19        Le 7 mars 2014, la plaignante a présenté une requête à la CSC en vue d’une nouvelle audience de son appel dans 2014 CSC 13. Le 16 avril 2014, la CSC a rejeté la requête, avec dépens.

20        Le 24 avril 2014, la plaignante a présenté une demande de réexamen, conformément à l’article 43 de la Loi, aux fins d’un réexamen de la décision dans 2008 CRTFP 13 par la CRTFP. Il s’agit de la décision originale qui a ultimement mené à l’ordonnance de consentement dans 2008 CRTFP 58, à l’égard de laquelle la plaignante avait présenté une demande de contrôle judiciaire, qui avait été accueillie et, par la suite, à l’égard de laquelle des procédures ont eu lieu devant la CRTFP, la CAF et, en dernier ressort, la CSC, qui portaient sur la communication des coordonnées résidentielles par l’employeur (l’ARC) à l’agent négociateur (l’IPFPC).

21        Le 1er novembre 2014, la Loi sur la Commission des relations de travail et de l’emploi dans la fonction publique (L.C. 2013, ch. 40, art. 365) a été proclamée en vigueur (TR/2014-84), et a créé la Commission des relations de travail et de l’emploi dans la fonction publique, qui remplace l’ancienne CRTFP et le Tribunal de la dotation de la fonction publique. Le même jour, les modifications corrélatives et transitoires adoptées par les articles 366 à 466 de la Loi no 2 sur le plan d’action économique de 2013 (L.C. 2013, ch. 40) sont aussi entrées en vigueur (TR/2014-84). En vertu de l’article 393 de la Loi no 2 sur le plan d’action économique de 2013, une procédure entamée aux termes de la Loi avant le 1er novembre 2014 doit se poursuivre conformément à la Loi, dans sa version modifiée par les articles 365 à 470 de la Loi no 2 sur le plan d’action économique de 2013.

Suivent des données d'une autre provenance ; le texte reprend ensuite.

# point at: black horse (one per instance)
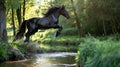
(50, 20)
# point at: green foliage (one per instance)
(13, 4)
(99, 16)
(94, 52)
(3, 51)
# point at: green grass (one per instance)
(99, 52)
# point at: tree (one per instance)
(77, 20)
(3, 32)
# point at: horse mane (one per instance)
(51, 10)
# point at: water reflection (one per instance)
(61, 59)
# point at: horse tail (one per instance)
(21, 31)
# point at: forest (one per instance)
(91, 30)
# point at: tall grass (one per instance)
(94, 52)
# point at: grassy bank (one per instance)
(99, 51)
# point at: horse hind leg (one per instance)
(29, 33)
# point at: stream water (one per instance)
(58, 59)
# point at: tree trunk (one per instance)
(77, 20)
(3, 32)
(13, 22)
(24, 4)
(18, 12)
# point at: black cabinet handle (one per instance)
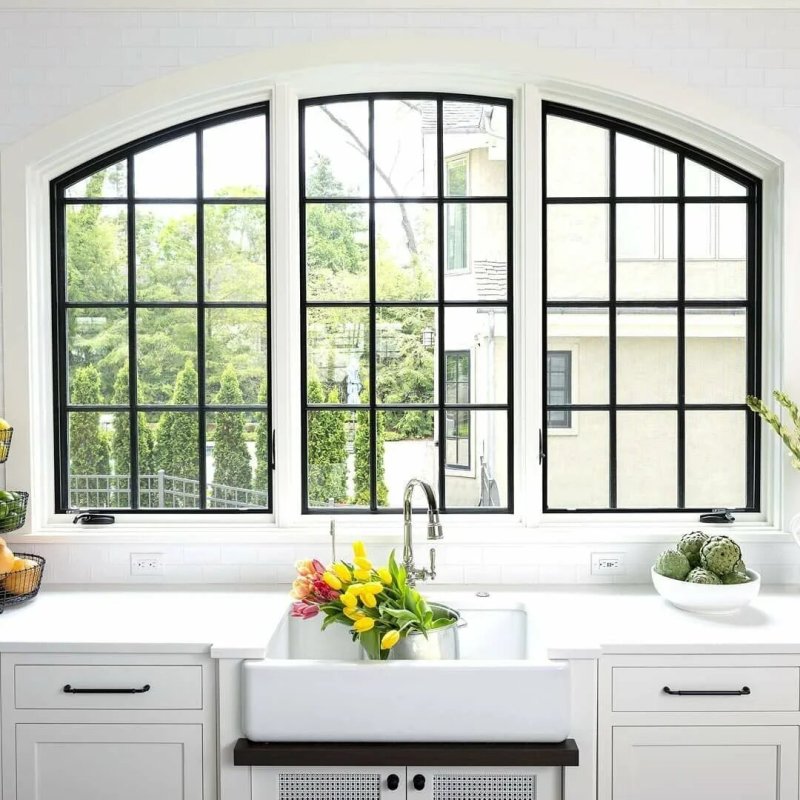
(70, 690)
(707, 692)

22        La Commission a rejeté la demande de réexamen de la plaignante (2015 CRTFP 59). Elle a présenté une demande de contrôle judiciaire de cette décision, que la CAF a refusé dans Bernard v. Canada (National Revenue), 2017 CAF 40, en affirmant ce qui suit :

[Traduction]

[…]

[10] À la suite de Bernard CSC [2014 CSC 13], le 24 avril 2014, la demanderesse a demandé que la Commission réexamine IPFPC 1 [2008 CRTFP 13]. Dans la décision faisant l’objet d’un examen, la Commission a rejeté la demande de réexamen de la demanderesse au motif que : la demanderesse n’avait pas qualité pour agir; la demande de la demanderesse était hors délai; la preuve ou l’argument sur lequel la demanderesse comptait s’appuyer n’aurait pas eu un effet important et déterminant sur le résultat d’IPFPC 1; et la demande était une tentative de remettre en litige Bernard CSC.

[…]

[17] De plus, à mon avis, la Commission a raisonnablement conclu que la demanderesse tente de remettre en litige Bernard CSC. Même si IPFPC 1 ne faisait pas expressément l’objet d’un examen dans Bernard CSC, la CSC a clairement déterminé que la communication des coordonnées domiciliaires était requise aux termes de l’alinéa 186(1)a) de la LRTFP et qu’elle était autorisée en vertu de la Loi sur la protection des renseignements personnels. Après un total de quatre procédures, devant la Commission, la Cour fédérale, la Cour d’appel fédérale et la CSC, auxquelles la demanderesse a participé, la CSC a définitivement répondu à la préoccupation de longue date de la demanderesse en ce qui a trait à la communication de ses coordonnées domiciliaires au syndicat […] Cependant, cette même préoccupation demeure au centre de la demande de réexamen […]

[…]

23         L’avis donnant lieu à la présente plainte est pratiquement le même que celui visé par l’ordonnance originale dans 2008 CRTFP 58, qui a été assujettie à la décision de la CAF ayant mené à la modification de cette ordonnance. La CRTFP a émis cette ordonnance modifiée dans 2011 CRTFP 34. Elle a été confirmée par la CAF dans 2012 CAF 92, et par la CSC dans 2014 CSC 13. La plaignante a comparu et a agi en son propre nom à l’ensemble de ces audiences et est bien au fait des antécédents et des décisions rendues.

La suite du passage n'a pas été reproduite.